By Tim Weber
Business Editor, BBC News website, in Davos
Mr Brown hopes for a commitment from all G7 nations
The world's seven richest countries - the G7 - should offer poor countries 100% debt relief, UK Chancellor Gordon Brown has said.
Speaking at the World Economic Forum in Davos, Mr Brown said he hoped to persuade his colleagues to commit to the goal by the end of the year.
His pledge has already won support from France's new Finance Minister, Herve Gaymard.
Both politicians promised to engage with Global Call to Action Against Poverty, a pressure group formed on Thursday at the World Social Forum in Brazil.
Held to account
Mr Brown also promised that the current round of trade talks would be the "first that is in the interest of developing countries".

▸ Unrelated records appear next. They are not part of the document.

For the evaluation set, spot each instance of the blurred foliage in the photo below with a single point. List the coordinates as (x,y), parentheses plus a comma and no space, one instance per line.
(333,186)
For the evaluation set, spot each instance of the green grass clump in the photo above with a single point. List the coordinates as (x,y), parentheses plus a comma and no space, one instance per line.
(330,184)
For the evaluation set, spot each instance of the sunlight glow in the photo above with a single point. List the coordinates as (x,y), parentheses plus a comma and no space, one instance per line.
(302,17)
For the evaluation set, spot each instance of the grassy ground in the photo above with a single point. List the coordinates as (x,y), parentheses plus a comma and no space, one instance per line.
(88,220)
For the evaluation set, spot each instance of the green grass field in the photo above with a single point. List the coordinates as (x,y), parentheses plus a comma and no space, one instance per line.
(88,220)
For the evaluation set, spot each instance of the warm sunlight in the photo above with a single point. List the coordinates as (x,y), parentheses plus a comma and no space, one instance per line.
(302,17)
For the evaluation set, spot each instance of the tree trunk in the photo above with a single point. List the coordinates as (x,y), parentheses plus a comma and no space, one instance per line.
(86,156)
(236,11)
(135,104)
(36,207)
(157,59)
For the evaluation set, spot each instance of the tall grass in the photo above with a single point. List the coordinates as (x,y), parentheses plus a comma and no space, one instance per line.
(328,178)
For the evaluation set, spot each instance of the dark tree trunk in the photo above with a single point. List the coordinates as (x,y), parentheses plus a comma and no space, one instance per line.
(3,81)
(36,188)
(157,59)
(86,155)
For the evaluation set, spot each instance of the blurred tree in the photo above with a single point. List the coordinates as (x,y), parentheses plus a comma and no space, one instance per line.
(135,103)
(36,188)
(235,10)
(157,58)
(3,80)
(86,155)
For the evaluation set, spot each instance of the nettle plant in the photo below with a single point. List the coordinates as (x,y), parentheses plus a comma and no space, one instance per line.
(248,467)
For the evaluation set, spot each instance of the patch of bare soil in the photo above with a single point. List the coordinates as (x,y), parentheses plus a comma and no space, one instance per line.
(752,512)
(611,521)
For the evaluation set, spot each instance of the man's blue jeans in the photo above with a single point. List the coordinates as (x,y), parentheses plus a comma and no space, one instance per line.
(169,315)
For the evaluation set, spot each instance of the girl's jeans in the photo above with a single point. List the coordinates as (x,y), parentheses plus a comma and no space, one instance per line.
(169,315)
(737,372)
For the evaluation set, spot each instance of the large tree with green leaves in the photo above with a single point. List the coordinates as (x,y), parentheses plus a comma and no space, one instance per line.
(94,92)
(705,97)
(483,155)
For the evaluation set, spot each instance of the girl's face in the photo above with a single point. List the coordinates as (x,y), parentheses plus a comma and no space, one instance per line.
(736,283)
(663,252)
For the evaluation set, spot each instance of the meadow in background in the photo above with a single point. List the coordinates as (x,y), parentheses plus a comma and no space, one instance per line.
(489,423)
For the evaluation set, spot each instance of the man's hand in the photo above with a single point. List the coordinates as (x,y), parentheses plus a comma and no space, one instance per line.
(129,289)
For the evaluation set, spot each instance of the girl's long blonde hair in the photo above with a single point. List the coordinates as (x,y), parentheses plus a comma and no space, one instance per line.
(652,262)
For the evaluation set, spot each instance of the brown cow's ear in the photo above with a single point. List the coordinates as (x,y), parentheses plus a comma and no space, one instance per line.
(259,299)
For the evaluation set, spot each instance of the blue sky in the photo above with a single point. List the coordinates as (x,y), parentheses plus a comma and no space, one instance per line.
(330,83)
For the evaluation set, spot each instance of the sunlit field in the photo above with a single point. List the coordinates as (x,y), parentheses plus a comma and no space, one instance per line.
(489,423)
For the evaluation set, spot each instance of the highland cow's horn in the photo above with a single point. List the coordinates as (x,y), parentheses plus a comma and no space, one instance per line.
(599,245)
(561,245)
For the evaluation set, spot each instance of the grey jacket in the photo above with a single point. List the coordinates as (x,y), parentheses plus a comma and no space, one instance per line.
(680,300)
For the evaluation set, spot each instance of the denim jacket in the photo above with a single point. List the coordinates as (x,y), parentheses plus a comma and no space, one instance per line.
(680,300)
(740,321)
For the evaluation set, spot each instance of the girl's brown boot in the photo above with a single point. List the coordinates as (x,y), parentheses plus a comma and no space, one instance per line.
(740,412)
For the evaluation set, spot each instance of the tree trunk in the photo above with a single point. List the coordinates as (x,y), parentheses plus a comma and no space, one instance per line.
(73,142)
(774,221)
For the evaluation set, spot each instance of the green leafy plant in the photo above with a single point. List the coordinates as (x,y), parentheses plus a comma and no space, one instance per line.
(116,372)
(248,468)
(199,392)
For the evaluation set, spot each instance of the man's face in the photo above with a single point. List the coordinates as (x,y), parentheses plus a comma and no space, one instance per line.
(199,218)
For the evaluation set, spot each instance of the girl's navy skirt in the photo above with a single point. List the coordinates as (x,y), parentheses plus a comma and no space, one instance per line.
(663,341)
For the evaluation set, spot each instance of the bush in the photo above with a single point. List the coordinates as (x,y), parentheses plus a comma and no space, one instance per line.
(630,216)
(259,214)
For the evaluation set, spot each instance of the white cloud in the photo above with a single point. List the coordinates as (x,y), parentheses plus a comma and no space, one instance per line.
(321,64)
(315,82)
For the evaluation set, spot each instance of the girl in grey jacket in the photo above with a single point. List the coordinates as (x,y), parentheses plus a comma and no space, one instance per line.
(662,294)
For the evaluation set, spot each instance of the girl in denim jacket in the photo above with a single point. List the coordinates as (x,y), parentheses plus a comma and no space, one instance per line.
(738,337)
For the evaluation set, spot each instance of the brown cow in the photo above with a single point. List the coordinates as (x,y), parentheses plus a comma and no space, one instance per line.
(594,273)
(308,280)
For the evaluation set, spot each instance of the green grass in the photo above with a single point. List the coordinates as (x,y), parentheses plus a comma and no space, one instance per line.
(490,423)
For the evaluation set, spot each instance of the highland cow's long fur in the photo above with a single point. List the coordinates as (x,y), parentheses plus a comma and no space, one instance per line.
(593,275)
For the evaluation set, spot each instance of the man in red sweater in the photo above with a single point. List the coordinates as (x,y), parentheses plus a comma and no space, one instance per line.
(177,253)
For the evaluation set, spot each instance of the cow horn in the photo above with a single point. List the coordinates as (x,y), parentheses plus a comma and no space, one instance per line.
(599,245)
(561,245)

Next Friday's meeting of the G7 finance minister would put debt relief and development issues at the top of its agenda, Mr Brown said, adding that this had been agreed with all the ministers from the world's richest countries.
The meeting will also be addressed by former South African President Nelson Mandela, who will argue the case for comprehensive debt relief.
Anti-poverty campaigners like rock star Bono and former president of Ireland Mary Robinson, now president of Oxfam International, praised the UK and French finance ministers, but warned that they would hold them to account at the end of the year.
Change of game
Global Call to Action Against Poverty is supported by a wide range of organisations, from Action Aid and the All Africa Council of Churches to global trade unions and World Vision International.
The organisation plans three action days this year to lobby G7 governments with peaceful demonstrations.
Mrs Robinson said there was still a lack of political will to tackle poverty, despite the support from the UK and France, and the promise by German Chancellor Gerhard Schroeder to support a major British debt relief initiative.
Mr Schroeder had told delegates at the World Economic Forum that he would back a UK proposal to increase funding for the United Nation's Millennium Development Goals by refinancing the so-called International Finance Facility.
He also backed a proposal made by French President Jacques Chirac on Wednesday to tax speculative cross-border financial transactions, a suggestion that has been greeted with scepticism in Britain and the United States.
Bono, speaking at Davos, described Mr Brown's plan as a turning point in the campaign to tackle world poverty.
"There are moments in these campaigns when you feel the game change. Today I knew the game had changed.
"This is supposed to be a talking shop but instead something very real has come out of it."